エネルギーミックスを支える現場から―技術者たちの思い―
~国立研究開発法人 産業技術総合研究所 福島再生可能エネルギー研究所(FREA)~
サイエンスライター 瀬戸 文美氏
・国立研究開発法人 産業技術総合研究所 福島再生可能エネルギー研究所(FREA)は、政府の東日本大震災からの復興の基本方針を受け、産総研の新たな研究開発拠点として2014年4月に福島県郡山市に開所した、わが国唯一の再生可能エネルギー(以下、再エネ)に特化した国立研究機関です。広大な敷地内に再エネに関する研究・実験施設と実証フィールドが設置されており、社会実装に向けた研究開発が行われている。
・FREAでは被災地企業に対して企業が有する再エネに関連した技術やノウハウの事業化を支援している。これまで多くの課題について事業化され、非常に高い事業化率を達成している、と所長の古谷博秀さんは説明する。また、福島県では2040年までに消費エネルギーと同等の再エネを生み出すことを目指しているが、その設備の運用保守技術者は世界から必要とされているので、ぜひ若い人たちに参加してもらいたいと語る。
・FREAを拠点に風力発電にかかわる専門的な研究を行う再生可能エネルギー研究センターに所属する研究員の久保徳嗣さんは、風力発電の要である風車の羽根、ブレードと呼ばれる部分の性能向上に関する研究を行っている。福島県の技術を有する企業と連携協力しながら、新しい原理や効果を発見し、新しいデバイスを開発して実際に風車に搭載できたときの達成感を分かち合えるのはうれしい、と語った。
・同じく研究員の粟飯原(あいはら)あやさんは、FREAに日本で初めて導入され、世界にも16台しかないという回転式のレインエロージョン試験装置を使って、雨天時に風車のブレードに雨粒がぶつかると衝撃が発生し損傷が生じるという課題に取り組んでいる。実験と解析を重ね、将来的には試験装置を使った実験結果から実機の風車ブレードで長期間の評価をできるようにしたい、と話した。

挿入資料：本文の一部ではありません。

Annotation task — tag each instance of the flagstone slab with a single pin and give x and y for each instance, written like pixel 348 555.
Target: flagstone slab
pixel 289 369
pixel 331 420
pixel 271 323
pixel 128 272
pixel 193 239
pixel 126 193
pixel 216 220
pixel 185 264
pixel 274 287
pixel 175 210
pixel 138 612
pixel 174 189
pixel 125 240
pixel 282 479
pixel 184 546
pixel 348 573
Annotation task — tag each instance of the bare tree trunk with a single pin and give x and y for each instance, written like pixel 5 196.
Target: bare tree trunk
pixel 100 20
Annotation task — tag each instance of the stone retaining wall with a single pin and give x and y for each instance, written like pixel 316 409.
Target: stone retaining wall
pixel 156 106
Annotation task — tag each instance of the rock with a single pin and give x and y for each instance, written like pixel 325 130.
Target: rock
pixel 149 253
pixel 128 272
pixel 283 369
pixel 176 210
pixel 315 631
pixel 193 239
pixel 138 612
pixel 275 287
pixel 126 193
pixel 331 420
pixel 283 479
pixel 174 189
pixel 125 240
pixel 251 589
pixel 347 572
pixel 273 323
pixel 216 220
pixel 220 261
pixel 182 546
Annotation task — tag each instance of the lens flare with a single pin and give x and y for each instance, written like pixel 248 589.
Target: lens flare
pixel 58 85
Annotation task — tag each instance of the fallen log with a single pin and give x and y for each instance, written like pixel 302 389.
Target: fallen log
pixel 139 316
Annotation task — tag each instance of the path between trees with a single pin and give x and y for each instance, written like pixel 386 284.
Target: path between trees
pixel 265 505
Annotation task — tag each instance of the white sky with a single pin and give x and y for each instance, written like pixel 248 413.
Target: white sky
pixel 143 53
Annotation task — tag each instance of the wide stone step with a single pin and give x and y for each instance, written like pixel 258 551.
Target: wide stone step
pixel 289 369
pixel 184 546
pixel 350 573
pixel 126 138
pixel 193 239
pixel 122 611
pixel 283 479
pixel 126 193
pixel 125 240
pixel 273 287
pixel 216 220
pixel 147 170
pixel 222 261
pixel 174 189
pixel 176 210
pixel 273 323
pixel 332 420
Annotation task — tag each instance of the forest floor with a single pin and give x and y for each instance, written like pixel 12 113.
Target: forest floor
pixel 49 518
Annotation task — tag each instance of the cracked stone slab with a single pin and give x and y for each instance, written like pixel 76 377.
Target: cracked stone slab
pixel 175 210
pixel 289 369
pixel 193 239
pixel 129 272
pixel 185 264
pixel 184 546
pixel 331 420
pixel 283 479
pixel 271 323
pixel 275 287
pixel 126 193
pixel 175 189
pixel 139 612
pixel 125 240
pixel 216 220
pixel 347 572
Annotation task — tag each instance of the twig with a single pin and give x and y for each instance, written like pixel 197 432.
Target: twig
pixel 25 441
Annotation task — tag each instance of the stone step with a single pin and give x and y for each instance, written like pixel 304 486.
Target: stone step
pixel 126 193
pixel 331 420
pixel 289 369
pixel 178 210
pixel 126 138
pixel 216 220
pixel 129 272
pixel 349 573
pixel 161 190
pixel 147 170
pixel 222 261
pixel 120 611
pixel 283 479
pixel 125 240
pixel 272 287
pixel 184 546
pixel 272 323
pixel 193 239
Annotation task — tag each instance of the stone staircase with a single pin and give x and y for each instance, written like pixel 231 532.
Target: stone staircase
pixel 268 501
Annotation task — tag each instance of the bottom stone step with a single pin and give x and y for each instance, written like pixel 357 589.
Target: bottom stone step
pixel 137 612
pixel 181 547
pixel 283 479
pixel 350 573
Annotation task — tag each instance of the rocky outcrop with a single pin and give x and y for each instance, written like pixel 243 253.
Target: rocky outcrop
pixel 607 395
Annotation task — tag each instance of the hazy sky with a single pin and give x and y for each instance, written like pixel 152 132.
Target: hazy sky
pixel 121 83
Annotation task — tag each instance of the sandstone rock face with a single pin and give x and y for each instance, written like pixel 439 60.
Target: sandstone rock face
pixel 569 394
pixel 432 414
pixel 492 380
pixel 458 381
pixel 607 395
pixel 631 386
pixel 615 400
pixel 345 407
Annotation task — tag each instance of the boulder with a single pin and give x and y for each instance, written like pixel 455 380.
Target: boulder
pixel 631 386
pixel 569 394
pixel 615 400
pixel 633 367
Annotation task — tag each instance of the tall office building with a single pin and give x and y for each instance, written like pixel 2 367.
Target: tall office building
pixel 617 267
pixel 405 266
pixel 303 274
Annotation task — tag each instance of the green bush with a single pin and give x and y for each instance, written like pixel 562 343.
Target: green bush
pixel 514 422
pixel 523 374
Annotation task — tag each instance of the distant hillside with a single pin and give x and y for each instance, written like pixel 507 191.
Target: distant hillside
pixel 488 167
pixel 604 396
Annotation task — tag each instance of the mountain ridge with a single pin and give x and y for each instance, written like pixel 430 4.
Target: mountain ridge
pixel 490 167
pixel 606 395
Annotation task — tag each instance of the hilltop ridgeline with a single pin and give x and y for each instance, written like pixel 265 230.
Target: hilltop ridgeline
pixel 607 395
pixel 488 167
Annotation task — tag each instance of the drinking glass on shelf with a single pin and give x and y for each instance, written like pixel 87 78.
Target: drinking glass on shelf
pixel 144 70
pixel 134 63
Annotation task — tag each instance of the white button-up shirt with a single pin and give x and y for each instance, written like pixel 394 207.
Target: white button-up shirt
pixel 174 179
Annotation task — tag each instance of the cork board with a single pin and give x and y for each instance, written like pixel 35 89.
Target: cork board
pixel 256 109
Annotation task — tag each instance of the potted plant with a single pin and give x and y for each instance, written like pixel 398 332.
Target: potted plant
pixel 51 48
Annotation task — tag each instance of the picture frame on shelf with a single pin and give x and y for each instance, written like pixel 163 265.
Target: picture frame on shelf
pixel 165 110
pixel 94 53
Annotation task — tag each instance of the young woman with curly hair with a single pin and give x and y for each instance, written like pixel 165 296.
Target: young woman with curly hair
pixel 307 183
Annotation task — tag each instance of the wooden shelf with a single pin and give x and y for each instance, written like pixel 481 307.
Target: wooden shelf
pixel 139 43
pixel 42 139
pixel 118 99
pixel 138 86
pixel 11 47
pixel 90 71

・今、福島県阿武隈地域では完成すれば国内最大規模となる陸上風力発電施設の建設が進められている。これから風力の大量導入を支える技術を確立することが重要であるとされている中で、国研であるFREAへの期待も高く、若い研究者2人は地域と世界を相手にした国際連携と、幅広いフィールドで活躍することを期待されている。